The latter matters, because the witty poster for Paul Grellong’s play, written in 2019 and suddenly even more topical on its European premiere, has that same pointed sail with two black roundels added, making a Ku Klux Klan hood. We learn in moments that Professor Charlie (Julian Ovenden) is running a symposium on extremism, and has rashly invited some chap called Carver who is a white-supremacist Klansman of evil repute. It’s all in the good cause of “taking his pants down” and exposing the monster’s absurdity in fearless debate. Just as liberal academics always feel they can.
The students are in full no-platforming rage, and the Dean (Tanya Franks) is furious with Charlie. He argues back, saying that “we need to face this threat, let light in” , and that you can’t give in to a “tribunal of triggered children”. His old friend Baxter (Giles Terera, the last NT Othello) now has a cool TV presence which Charlie rather resents, and turns up to join in the protest at giving Carver a platform
His ex-student Lucas , a PhD, rolls in on his side though on his side, though quipping “I hate hatred”, and being a bit fed up and not getting tenure where he wanted it because of diversity. Meanwhile a student,, Maggie, invites Charlie to an “SSM”, a Safe Space Meeting, with the protesters. She snarls “I don’t sit down with white supremacists” when it transpires Charlie has not only agreed a pre-meet with Carver at his gated compound in the woods, but is going to include cocktails and dinner with him, the fool. Lucas agrees to go along too. The professor murmurs “perhaps I need a disguise!’. “Try a hood” says someone.

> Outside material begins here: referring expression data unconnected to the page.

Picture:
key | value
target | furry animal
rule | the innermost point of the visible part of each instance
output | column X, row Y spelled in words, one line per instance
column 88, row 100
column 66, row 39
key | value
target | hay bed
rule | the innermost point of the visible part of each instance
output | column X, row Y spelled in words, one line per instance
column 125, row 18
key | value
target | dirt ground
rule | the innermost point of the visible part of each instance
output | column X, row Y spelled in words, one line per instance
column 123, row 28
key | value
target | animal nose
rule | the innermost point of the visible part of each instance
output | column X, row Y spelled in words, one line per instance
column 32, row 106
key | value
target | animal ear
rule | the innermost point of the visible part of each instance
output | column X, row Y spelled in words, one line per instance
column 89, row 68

It’s a funny start: sharp witty lines running through the familiar de-platform arguments , and you feel for a while that maybe you’re in a talky-talky Stoppardy philsophical piece. But no: just as the set itself intriguingly swivels and re-forms to be a station platform, a favourite bar, later on the Dean’s home, the story swivels too. And darkens. And after the offstage catastrophe at its centre it offers a couple of flashback scenes which make a lot of things clearer.

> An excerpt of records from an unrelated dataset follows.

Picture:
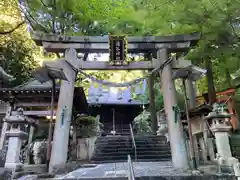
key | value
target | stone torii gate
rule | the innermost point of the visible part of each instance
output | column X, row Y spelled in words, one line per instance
column 70, row 63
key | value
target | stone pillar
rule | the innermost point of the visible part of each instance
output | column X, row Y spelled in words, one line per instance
column 175, row 128
column 154, row 122
column 64, row 111
column 191, row 93
column 30, row 138
column 220, row 128
column 5, row 126
column 15, row 136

One occurs in the panelled study; the other final one, more alarming still, in a bar-room exchange of horrid emotional truths between Baxter and Michael Benz’s chillingly clever Lucas (Michael Benz holds Lucas’ dual nature beautifully in balance : believed in him all the way). So we see unveiled not only a certain hidden motive , but the revelation that at least one white-skinned, coastal-academic liberal with irreproachable modern views is no such thing.
There are domestic and professional undercurrents, a brick through the window finishing off the sacred model yacht, and offstage as usual the proof that words can prove lethal. Maybe some of the plotting is a bit too pat, but you leave with your preconceptions adjusted a bit, and an uneasy sense that in the world of academia nobody is ever quite as sincere about anything as they smoothly seem.